IAR’s Orangutan Rescue and Rehabilitation Centre is the first facility in Asia to be accredited by the Global Federation of Animal Sanctuaries (GFAS)
The Global Federation of Animal Sanctuaries (GFAS), the only globally recognised organisation providing standards for identifying legitimate animal sanctuaries and rescue/rehabilitation centres, has announced that IAR’s Orangutan Rescue and Rehabilitation Centre in Indonesia has achieved GFAS Accreditation as of 17 January 2014. The centre has become the first GFAS accredited facility in Asia.
Accreditation means that the centre meets the comprehensive and rigorous definition of a true sanctuary/rehabilitation centre and is providing humane and responsible care to the orangutans, and that it meets rigorous and peer-reviewed standards for governance, operations, administration and veterinary care established by GFAS. The accreditation status also provides a clear and trusted means for the public, donors, and government agencies to recognise IAR’s Orangutan Rescue and Rehabilitation Centre as an exceptional facility.
“IAR’s centre not only has excellent and detailed care protocols but also has a solid operational foundation in place to support its growth and long-term sustainability,” says Jackie Bennett, GFAS’ Deputy Director of Great Apes and Regional Accreditation. “We also commend IAR for the development of its education and outreach programmes and its commitment to mitigating human-orangutan conflict and engaging local communities in its orangutan conservation efforts.”
“We’re all delighted at the news of this accreditation,” says Alan Knight, IAR Chief Executive. “It bears testimony to the total commitment of our team in Indonesia and is an endorsement of the high standards they maintain in every area of their work. The fact that our centre is currently the only facility in Asia to have received the accreditation makes it an even more remarkable achievement.

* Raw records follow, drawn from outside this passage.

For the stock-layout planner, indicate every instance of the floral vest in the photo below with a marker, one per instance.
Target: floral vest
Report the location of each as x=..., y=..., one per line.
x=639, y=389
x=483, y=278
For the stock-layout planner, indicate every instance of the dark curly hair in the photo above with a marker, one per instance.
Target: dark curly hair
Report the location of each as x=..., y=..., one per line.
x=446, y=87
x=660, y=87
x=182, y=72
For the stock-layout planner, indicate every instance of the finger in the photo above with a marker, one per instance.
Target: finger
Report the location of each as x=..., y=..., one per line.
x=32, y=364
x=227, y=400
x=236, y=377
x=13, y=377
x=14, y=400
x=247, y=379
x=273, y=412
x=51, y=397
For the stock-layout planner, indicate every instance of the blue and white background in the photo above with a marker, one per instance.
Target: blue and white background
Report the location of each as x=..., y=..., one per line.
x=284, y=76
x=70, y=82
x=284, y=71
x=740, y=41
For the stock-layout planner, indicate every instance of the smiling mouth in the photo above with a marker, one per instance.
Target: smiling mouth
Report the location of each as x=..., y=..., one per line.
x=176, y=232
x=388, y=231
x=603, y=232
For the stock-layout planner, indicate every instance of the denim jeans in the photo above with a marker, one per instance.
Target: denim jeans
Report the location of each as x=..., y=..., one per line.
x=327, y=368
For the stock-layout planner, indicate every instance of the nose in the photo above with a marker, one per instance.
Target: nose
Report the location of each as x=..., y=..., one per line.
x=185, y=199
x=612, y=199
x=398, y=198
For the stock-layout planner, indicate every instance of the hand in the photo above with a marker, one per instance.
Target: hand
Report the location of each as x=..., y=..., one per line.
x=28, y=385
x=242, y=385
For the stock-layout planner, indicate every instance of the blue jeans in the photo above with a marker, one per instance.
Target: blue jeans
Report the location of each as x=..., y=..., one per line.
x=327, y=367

I couldn’t be more proud!”
Karmele Llano Sanchez, Programme Director of Yayasan IAR Indonesia adds: “Without exception, every member of our team has played a part in helping us achieve this valuable accreditation. In every aspect of our work we try always to pay close attention to detail in order to provide the best care for the orangutans in our centre and give them the best chance of survival once they are returned to the wild. I’m pleased to see that GFAS has acknowledged our holistic approach to the problem and recognised our efforts to tackle it on every level, from hands-on rescue of individual animals through to long-term education and engagement of local communities in orangutan conservation.” Karmele, who is one of the founders of the organization, adds: "We are also conscious of the need to continue making improvements and we’re pleased that GFAS will be able to help us with this process".